OCR analyzes image-based content — for example, a scanned PDF or an image embedded in an MS Word file — applies some image recognition logic, and then embeds the result in a PDF. The scanned content still looks the same, but you can copy text from the document, and search crawlers can index this text as well. Muhimbi PDF Converter for Power Automate can convert scans and images to editable and searchable PDFs.
Using PowerAutomate to OCR an Image
This example takes you through extracting text from an image (.png
) file and updating the extracted text to an MS SharePoint library in a custom column created for this purpose.
1. Creating a New Flow
Create a new flow and use the When a file is created (properties only) SharePoint Online trigger. Fill out the URL for the site collection and select the relevant SharePoint Site Address, Library Name, and Folder from the dropdown menu.
2: Getting the File Content
Insert MS SharePoint's Get file content action and fill it out as shown in the screenshot displayed below. Substitute the Site Address field with a suitable value and the File Identifier field with the output value of the When a file is created (properties only) action.
3. Extracting Text Using OCR
Insert Muhimbi's Extract text using OCR action and fill it out as shown in the screenshot below.
- Source file name — Name of the source file, including the extension.
- Source file content — Content of the file to OCR. Select Body, which is the output value of the Get file content action.
- Language — Select the language of the file. This example uses English.
- X Coordinate — Select the X coordinate (in pts, 1/72 of an inch) to be OCRed. This example uses 150.
- Y Coordinate — Select the Y coordinate (in pts, 1/72 of an inch) to be OCRed. This example uses 368.
- Width — Select the width (in pts, 1/72 of an inch) to be OCRed. This example uses 92.
- Height — Select the height (in pts, 1/72 of an inch) to be OCRed. This example uses 80.
- Page number — Page number to be OCRed. Leave this blank to OCR all pages or for images.
4. Updating File Properties
Insert an MS SharePoint Update file properties action and fill it out as per the screenshot displayed below. This will update the OCRed text back to the column in the library for the item specified by the item ID.
- Site Address — Select the site address of the MS SharePoint library to which the OCRed content needs to be updated.
- Library Name — Select the MS SharePoint library to which the OCRed content needs to be updated.
- Id — This is the unique identifier of the item to be updated. In this case, select ID, which is the output of the When a file is created (properties only) action.

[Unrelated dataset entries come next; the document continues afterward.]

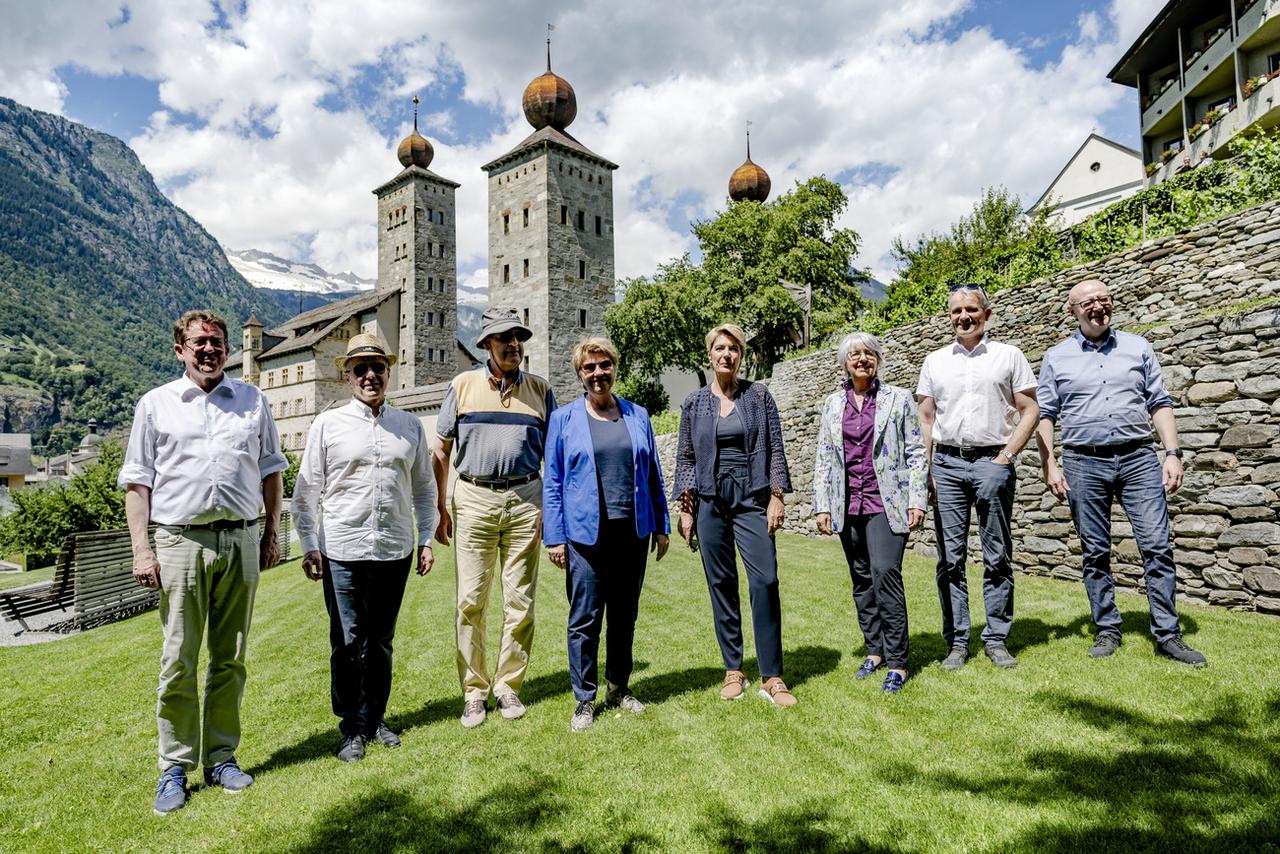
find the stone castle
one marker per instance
(551, 257)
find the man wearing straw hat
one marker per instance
(364, 482)
(497, 416)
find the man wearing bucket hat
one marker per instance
(497, 418)
(364, 482)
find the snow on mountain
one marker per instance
(266, 270)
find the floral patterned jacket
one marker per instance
(897, 457)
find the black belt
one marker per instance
(499, 483)
(978, 452)
(1109, 450)
(224, 524)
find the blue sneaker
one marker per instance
(228, 776)
(170, 791)
(867, 668)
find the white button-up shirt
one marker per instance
(973, 391)
(202, 456)
(362, 484)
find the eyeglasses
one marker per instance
(195, 343)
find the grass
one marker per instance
(1060, 754)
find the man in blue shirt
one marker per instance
(1106, 389)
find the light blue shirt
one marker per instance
(1102, 393)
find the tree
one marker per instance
(746, 250)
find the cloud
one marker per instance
(277, 118)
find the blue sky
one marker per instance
(270, 122)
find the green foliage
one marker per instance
(644, 391)
(663, 319)
(45, 515)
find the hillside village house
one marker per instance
(1205, 71)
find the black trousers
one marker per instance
(603, 580)
(364, 599)
(874, 555)
(737, 517)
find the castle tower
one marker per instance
(551, 233)
(416, 255)
(252, 348)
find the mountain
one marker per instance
(95, 265)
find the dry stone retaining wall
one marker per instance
(1208, 300)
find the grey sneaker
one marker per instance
(1105, 644)
(472, 713)
(584, 716)
(956, 658)
(624, 699)
(229, 776)
(1000, 656)
(352, 748)
(510, 706)
(1178, 649)
(170, 791)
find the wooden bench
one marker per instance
(95, 580)
(19, 603)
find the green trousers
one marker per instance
(208, 578)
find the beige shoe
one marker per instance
(735, 685)
(775, 690)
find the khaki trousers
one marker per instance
(206, 579)
(492, 529)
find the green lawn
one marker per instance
(1060, 754)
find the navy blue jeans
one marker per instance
(1137, 480)
(964, 485)
(364, 599)
(603, 580)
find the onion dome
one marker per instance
(415, 150)
(749, 181)
(549, 100)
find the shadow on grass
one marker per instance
(524, 816)
(1210, 782)
(325, 741)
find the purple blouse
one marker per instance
(859, 429)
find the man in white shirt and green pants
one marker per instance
(364, 483)
(204, 459)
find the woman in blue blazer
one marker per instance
(603, 511)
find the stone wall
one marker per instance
(1208, 300)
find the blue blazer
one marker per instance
(571, 494)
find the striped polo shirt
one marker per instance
(498, 433)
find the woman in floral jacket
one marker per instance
(869, 487)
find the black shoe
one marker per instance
(1178, 649)
(1000, 656)
(352, 748)
(383, 735)
(1105, 644)
(956, 658)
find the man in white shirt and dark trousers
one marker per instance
(364, 482)
(969, 392)
(204, 459)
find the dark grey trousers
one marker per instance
(874, 555)
(737, 517)
(987, 487)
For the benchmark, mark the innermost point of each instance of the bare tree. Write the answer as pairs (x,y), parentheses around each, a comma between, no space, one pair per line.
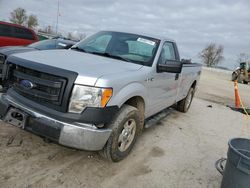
(212,55)
(242,57)
(32,21)
(18,16)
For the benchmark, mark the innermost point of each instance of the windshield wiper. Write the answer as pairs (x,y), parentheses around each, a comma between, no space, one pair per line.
(78,49)
(111,56)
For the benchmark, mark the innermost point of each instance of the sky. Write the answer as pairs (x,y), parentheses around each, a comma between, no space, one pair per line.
(193,24)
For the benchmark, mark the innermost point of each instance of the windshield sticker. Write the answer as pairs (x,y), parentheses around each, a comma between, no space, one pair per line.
(150,42)
(61,44)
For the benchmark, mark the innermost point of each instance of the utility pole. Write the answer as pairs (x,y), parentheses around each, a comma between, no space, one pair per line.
(57,17)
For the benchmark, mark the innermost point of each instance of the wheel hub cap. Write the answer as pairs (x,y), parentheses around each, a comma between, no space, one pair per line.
(127,135)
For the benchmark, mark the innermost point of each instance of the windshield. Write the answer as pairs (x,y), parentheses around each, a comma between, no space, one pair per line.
(124,46)
(48,45)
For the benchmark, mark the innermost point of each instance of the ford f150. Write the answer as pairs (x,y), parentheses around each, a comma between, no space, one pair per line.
(97,95)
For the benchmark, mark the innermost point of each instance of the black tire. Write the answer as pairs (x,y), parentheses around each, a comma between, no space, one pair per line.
(234,76)
(185,103)
(112,150)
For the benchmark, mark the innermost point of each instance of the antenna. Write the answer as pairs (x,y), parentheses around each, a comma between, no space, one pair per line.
(57,16)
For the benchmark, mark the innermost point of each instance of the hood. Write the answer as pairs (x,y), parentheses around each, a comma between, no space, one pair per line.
(88,66)
(14,49)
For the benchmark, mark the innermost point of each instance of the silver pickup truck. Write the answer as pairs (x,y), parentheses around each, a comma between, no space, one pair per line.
(97,95)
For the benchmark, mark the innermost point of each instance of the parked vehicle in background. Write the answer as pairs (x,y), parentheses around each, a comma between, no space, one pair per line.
(16,35)
(50,44)
(97,95)
(242,73)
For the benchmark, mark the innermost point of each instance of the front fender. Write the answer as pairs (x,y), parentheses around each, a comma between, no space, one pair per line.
(131,90)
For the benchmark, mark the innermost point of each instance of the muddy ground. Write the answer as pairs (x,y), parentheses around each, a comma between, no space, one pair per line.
(178,152)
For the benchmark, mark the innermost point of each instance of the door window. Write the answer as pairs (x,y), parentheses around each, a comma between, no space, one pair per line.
(167,53)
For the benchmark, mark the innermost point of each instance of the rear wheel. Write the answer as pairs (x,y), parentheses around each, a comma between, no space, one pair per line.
(185,103)
(245,82)
(125,129)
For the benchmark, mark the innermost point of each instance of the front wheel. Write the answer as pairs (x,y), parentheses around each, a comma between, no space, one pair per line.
(185,103)
(245,82)
(125,129)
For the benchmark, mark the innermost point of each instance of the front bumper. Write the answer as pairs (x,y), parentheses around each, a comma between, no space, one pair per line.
(77,135)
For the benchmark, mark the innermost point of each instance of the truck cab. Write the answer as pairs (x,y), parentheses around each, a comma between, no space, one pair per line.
(242,73)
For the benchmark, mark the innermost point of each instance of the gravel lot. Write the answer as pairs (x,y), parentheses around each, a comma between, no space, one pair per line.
(178,152)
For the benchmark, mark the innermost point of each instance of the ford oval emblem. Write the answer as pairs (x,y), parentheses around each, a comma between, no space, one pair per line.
(26,84)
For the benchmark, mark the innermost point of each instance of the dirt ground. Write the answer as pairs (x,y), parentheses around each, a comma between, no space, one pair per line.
(178,152)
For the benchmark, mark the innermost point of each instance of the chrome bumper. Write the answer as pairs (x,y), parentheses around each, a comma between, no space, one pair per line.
(75,135)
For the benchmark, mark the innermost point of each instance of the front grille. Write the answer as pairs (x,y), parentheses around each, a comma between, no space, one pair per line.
(45,88)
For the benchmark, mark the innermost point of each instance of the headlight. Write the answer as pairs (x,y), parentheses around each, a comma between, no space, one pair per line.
(84,96)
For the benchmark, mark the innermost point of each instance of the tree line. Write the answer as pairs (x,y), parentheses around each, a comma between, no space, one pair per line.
(211,55)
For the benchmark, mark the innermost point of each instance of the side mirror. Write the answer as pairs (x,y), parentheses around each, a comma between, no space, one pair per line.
(170,66)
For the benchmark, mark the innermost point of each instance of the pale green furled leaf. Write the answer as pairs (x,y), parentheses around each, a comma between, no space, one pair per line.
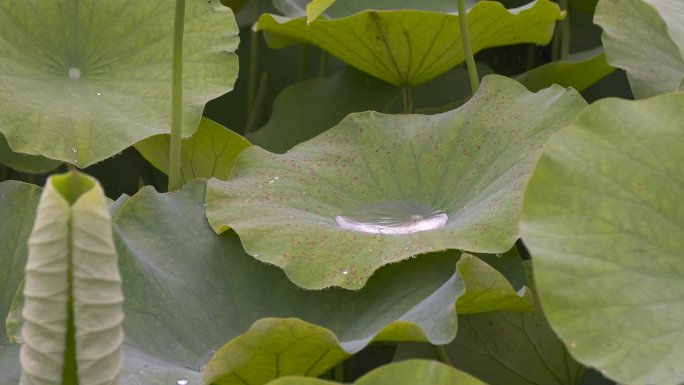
(411,372)
(82,80)
(277,347)
(410,47)
(604,222)
(578,70)
(636,38)
(378,189)
(210,152)
(14,320)
(506,348)
(23,162)
(294,121)
(18,203)
(316,8)
(72,312)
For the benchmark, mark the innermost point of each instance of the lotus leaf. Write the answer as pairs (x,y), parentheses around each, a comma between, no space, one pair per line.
(81,80)
(378,189)
(604,223)
(72,312)
(579,71)
(412,372)
(410,47)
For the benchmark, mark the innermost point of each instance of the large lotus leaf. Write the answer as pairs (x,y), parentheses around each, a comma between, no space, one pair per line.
(294,121)
(604,223)
(72,312)
(645,38)
(579,71)
(506,348)
(411,372)
(24,162)
(409,46)
(210,152)
(277,347)
(334,209)
(82,80)
(18,203)
(297,8)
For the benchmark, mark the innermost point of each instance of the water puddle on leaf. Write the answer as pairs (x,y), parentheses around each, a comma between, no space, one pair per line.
(392,218)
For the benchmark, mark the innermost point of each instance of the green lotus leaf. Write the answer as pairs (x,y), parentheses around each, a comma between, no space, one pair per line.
(182,308)
(603,221)
(298,8)
(578,70)
(72,309)
(409,47)
(18,203)
(210,152)
(81,81)
(506,348)
(412,372)
(378,189)
(274,347)
(651,49)
(294,121)
(23,162)
(488,290)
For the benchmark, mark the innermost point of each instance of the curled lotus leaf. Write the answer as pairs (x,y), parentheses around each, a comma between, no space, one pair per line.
(604,222)
(410,47)
(378,189)
(82,80)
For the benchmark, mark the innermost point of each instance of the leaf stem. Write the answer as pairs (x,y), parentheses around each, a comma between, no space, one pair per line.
(338,372)
(443,355)
(467,49)
(177,98)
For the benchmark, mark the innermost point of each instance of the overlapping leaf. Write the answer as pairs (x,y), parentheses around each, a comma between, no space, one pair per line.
(604,222)
(81,81)
(294,121)
(464,168)
(412,372)
(579,71)
(18,203)
(277,347)
(646,39)
(210,152)
(410,47)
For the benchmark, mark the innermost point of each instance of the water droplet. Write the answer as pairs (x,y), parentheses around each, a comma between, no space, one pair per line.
(74,73)
(391,218)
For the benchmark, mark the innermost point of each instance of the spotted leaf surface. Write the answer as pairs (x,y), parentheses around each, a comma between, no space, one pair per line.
(410,47)
(83,80)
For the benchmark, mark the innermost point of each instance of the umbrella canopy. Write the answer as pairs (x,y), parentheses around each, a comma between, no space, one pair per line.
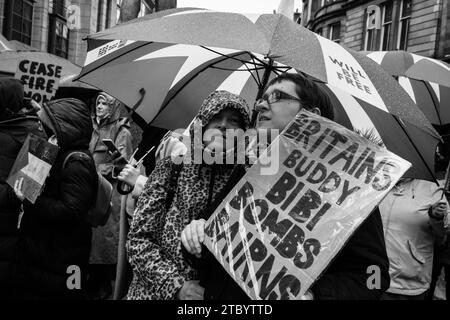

- Item — This is the column name of the library to which data has to be updated. In this example, convertedtext is the name of the column, and the field says Out text, which is the output of the Extract text using OCR action. You can update the value based on whatever your column is named in your scenario.
5. Publishing the Workflow
Publish the workflow and upload a .png
file in the specified document library. After a few seconds, the flow will trigger and the OCRed content will be updated to the convertedtext column in your MS SharePoint library.